Wer wohnt in Utting?
Die Bevölkerung setzt sich aus ursprünglichen Uttingern und Zugezogenen aus dem Großraum München zusammen, für die das Wohnen in der Stadt zu teuer geworden ist und die deshalb aufs Land ziehen. Da Utting vom See beziehungsweise dem Landschaftsschutzgebietsgürtel umgeben ist, kann die Gemeinde nicht in der Fläche wachsen. Wir können nur innerörtlich nachverdichten, entsprechend hoch sind die Preise. Unser Bodenrichtwert liegt bei 1.250 Euro pro Quadratmeter. Das ist für einen Uttinger mit einem normalen Einkommen nahezu unbezahlbar, für Münchner Verhältnisse jedoch günstig. Entsprechend verändert sich die Bevölkerungsstruktur. Die jungen Leute gehen zum Studieren und kommen selten zurück. Daraus resultiert auch das Vorhaben Schmucker: Wir wollten Raum für diejenigen schaffen, die es sich sonst nicht leisten können.
Was ist das für ein Gelände, auf dem die Gemeinde die neue Wohnbebauung initiiert hat?
Das Schmucker-Areal war früher eine große Landwirtschaft. 2008 brannte der unbewohnte Hof bis auf eine Teilruine nieder.
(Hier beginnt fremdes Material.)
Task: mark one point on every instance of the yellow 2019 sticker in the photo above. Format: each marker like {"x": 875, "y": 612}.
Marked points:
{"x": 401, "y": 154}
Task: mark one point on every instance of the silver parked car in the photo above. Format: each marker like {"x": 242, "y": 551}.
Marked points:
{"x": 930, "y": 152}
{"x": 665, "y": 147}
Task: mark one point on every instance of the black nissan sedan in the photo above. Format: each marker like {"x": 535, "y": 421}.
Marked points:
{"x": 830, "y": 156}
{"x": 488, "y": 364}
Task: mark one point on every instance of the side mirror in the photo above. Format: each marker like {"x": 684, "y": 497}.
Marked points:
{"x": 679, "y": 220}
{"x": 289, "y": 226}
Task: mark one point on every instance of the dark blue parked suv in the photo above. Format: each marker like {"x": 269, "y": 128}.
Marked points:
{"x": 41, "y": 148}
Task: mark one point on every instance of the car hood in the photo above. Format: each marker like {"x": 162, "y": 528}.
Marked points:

Als der Eigentümer etwas später verstarb, ging die Fläche an weltweit 17 Erben über, die sich entschlossen, sie an einen Investor zu verkaufen. Dieser plante Doppelhaushälften mit Garagenhöfen, die wie mit einem Stempel in die Fläche reingepresst wurden, um das Maximum herauszuholen. Architektonisch war das eine Katastrophe. Noch bevor bei uns eine Vorkaufsrechtsanfrage eingegangen ist, hat der Investor bereits angefangen das Grundstück zu roden.
Und die Gemeinde hat interveniert?
Mein Vorgänger Josef Lutzenberger hat einen sehr mutigen Schritt gewagt: Er hat eine Vorkaufsrechtssatzung zur Schaffung von Wohnraum für niedrige und mittlere Einkommen erlassen und dem Investor das Grundstück wieder entzogen. So konnte Utting das Grundstück mit allen Wald- und Wiesenflächen erwerben.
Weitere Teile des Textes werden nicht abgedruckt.